Fiction : John Groshalski

Going Home

“I’m really glad you were able to meet me,” Mike said, sitting down at the bar.

“It’s fine,” Paul answered. He looked around at the nearly empty bar, at the Christmas lights hanging limply above the rows of bottles. “This is an all right place.”

“I like it.”

“You come here a lot?”

“Only when Dara works nights.” Mike looked around. “Christ, let me get us a beer or something.”

He ordered two drafts with the bartender.

Paul took a pull on his beer and looked at Mike. “Is everything okay?”

“Yeah...yeah, everything is fine.”

“What is it, man?”

“It’s stupid,” Mike said. He took a pull on his own beer.

“It can’t be that bad.”

“It is.”

“Come on, tell me.”

“Okay.” Mike hesitated a moment. “I’m scared to go home alone.”

“What?”

“Well, not scared. I just don’t like to. There’s no reason, really. I mean nothing happens.”

Paul took a pull on his beer, and wished he could smoke in the bar. Fucking laws. “Then what is it?”

Mike considered himself for a moment. “You have a nice place, right?”

“As nice as Sheila and I can afford here, at least I think. It’s big enough for us, and Janelle has her own room.”

“But I mean, you know, you get up, you have breakfast with the family, you go about your day, and then by the end of it you come home to a nice place, a nice wife, a cute kid, and somewhere where you feel whole and relaxed, a place where the outside world can’t touch you.”

Paul raised an eyebrow. “Yeah...I guess.
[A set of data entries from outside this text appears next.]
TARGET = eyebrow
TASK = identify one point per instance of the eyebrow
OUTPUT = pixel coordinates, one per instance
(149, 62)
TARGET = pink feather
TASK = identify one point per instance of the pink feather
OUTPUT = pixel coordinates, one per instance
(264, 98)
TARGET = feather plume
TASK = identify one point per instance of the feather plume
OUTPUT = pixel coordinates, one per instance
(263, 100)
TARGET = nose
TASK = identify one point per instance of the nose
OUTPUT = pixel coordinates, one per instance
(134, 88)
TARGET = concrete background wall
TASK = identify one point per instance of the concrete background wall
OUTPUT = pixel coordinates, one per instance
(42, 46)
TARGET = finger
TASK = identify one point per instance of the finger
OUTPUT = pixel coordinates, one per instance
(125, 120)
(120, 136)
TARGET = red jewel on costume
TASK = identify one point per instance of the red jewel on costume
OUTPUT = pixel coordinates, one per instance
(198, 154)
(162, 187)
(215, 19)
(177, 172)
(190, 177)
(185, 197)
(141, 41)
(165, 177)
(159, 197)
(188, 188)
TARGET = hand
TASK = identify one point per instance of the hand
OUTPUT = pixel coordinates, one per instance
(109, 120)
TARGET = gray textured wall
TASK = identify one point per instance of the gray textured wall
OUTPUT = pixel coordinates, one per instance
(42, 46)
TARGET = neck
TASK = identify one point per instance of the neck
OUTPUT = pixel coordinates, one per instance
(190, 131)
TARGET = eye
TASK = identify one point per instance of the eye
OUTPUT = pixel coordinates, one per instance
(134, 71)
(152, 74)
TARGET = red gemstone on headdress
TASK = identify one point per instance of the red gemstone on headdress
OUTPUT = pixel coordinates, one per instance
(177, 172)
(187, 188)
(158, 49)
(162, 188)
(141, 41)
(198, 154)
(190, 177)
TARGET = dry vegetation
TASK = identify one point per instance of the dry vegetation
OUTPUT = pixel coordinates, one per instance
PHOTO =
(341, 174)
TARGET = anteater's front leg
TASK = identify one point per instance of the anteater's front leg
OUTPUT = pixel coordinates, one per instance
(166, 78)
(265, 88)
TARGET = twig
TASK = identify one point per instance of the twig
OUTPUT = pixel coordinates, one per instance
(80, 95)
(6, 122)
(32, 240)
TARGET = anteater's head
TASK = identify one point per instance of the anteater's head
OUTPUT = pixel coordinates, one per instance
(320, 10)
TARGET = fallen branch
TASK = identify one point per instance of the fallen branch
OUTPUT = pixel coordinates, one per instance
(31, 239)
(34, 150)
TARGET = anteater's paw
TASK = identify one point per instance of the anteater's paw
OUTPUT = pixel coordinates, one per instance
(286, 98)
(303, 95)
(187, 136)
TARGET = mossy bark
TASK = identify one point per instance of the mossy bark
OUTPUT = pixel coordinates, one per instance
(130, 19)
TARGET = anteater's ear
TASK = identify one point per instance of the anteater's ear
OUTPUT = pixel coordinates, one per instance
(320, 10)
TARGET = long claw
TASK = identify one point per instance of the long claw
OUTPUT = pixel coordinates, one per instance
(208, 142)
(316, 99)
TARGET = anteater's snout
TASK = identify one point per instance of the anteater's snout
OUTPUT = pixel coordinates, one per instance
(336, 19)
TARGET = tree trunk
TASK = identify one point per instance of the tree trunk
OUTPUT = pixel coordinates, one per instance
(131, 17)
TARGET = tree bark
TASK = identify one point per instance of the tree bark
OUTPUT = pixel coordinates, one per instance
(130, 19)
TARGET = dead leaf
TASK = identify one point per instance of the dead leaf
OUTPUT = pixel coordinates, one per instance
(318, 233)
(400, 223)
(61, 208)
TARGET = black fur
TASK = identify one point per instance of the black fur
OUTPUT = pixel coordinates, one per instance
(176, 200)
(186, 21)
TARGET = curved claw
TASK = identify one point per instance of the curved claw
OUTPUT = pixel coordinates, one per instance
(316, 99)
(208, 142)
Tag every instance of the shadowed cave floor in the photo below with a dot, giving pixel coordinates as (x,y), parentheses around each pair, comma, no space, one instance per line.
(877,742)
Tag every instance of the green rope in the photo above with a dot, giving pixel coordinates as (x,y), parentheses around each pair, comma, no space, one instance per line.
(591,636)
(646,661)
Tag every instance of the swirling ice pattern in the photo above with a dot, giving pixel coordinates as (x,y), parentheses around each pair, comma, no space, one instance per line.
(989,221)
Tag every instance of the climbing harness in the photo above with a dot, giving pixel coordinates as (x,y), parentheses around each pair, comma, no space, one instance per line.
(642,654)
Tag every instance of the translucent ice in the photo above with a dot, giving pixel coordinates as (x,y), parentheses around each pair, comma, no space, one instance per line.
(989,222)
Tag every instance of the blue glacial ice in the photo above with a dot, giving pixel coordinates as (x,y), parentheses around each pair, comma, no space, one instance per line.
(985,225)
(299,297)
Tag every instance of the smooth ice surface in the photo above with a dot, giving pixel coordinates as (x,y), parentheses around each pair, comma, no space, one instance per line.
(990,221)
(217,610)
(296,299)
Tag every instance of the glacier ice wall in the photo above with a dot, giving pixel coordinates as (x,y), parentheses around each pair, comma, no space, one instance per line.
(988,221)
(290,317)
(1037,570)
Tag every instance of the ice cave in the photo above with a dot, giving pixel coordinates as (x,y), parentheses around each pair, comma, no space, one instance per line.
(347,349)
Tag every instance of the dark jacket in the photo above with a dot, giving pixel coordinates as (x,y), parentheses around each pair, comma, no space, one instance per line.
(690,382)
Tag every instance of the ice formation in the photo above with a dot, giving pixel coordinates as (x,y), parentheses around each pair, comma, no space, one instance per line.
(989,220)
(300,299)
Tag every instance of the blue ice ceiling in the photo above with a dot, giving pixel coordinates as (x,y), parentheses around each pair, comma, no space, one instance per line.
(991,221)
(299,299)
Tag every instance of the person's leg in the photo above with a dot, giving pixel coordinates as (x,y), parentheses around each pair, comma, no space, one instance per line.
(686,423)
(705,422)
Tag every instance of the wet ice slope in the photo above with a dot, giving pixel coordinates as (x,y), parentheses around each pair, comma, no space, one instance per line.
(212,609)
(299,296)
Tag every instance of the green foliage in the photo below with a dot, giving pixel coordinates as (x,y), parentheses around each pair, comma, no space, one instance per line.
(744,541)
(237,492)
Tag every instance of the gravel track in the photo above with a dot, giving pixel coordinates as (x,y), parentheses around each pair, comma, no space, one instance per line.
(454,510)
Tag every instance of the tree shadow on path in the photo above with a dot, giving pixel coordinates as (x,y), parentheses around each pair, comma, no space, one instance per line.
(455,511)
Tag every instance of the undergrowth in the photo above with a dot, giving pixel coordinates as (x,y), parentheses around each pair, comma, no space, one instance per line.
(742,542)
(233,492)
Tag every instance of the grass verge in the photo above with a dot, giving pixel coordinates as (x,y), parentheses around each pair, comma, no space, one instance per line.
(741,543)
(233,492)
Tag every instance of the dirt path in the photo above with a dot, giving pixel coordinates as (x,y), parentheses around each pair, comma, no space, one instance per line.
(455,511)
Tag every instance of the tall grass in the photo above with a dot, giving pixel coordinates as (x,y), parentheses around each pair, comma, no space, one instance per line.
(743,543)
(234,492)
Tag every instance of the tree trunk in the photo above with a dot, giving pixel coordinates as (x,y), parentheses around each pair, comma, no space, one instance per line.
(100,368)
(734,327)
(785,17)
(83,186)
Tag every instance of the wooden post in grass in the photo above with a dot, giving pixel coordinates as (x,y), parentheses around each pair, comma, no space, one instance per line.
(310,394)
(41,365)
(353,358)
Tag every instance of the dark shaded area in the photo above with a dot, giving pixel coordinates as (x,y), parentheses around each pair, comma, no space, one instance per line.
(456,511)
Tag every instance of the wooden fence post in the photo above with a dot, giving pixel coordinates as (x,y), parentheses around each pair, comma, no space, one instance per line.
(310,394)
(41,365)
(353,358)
Ideally.”

Mike shook his head and had some more beer. “See, I haven’t felt that way since I was younger, like when we were living in Pittsburgh and had that apartment with the guys.”

“That’s like comparing apples and oranges.” Paul had more beer. He wanted to check his cell to see if Sheila had called again, but he figured it would be inappropriate. Still, he turned it on from inside his pocket and set it to vibrate. “Those were different times, dude. Things were crazy back then. You can’t really compare it.”

“I’m not trying to,” Mike said. “I’m talking about the feeling of freedom, or being careless and young. Maybe the apartment was a bad comparison. Maybe I haven’t felt this way since I was a kid, and all I cared about in the world were comics and baseball cards, and....”

“...And mommy and daddy taking care of everything, right?” Paul added.

Mike didn’t answer.

“What’s really going on, man?”

“I just...Paul, I just can’t handle it anymore. I worry about everything. The job. The bills. The student loans, and the groceries. Dara and I can’t go out for a meal without me grilling her about what’s in the checkbook, before our appetizer arrives.”

Paul nodded, suddenly worried about his friend. He had more beer, finishing his draft. “But what’s this have to do with going home?”

Mike smiled. “Don’t you see? The apartment is the physical representation of all of these things, if you don’t mind me getting all philosophical on you. Everything that bothers me, like, manifests itself into the form of the apartment the moment I see my block in the distance.”

“Okay.”

“And it gets worse from there. Every little thing adds to it. Like if I hear the neighbor’s television through the wall, it drives me mad. I start pounding on the wall. Hell, most of the time it’s not even loud. I just hate the idea of someone intruding on this modicum of solace I’ve managed to scrape together.”

“Well, televisions can be bad things, I guess,” Paul added. He ordered them two more beers, after Mike finished his.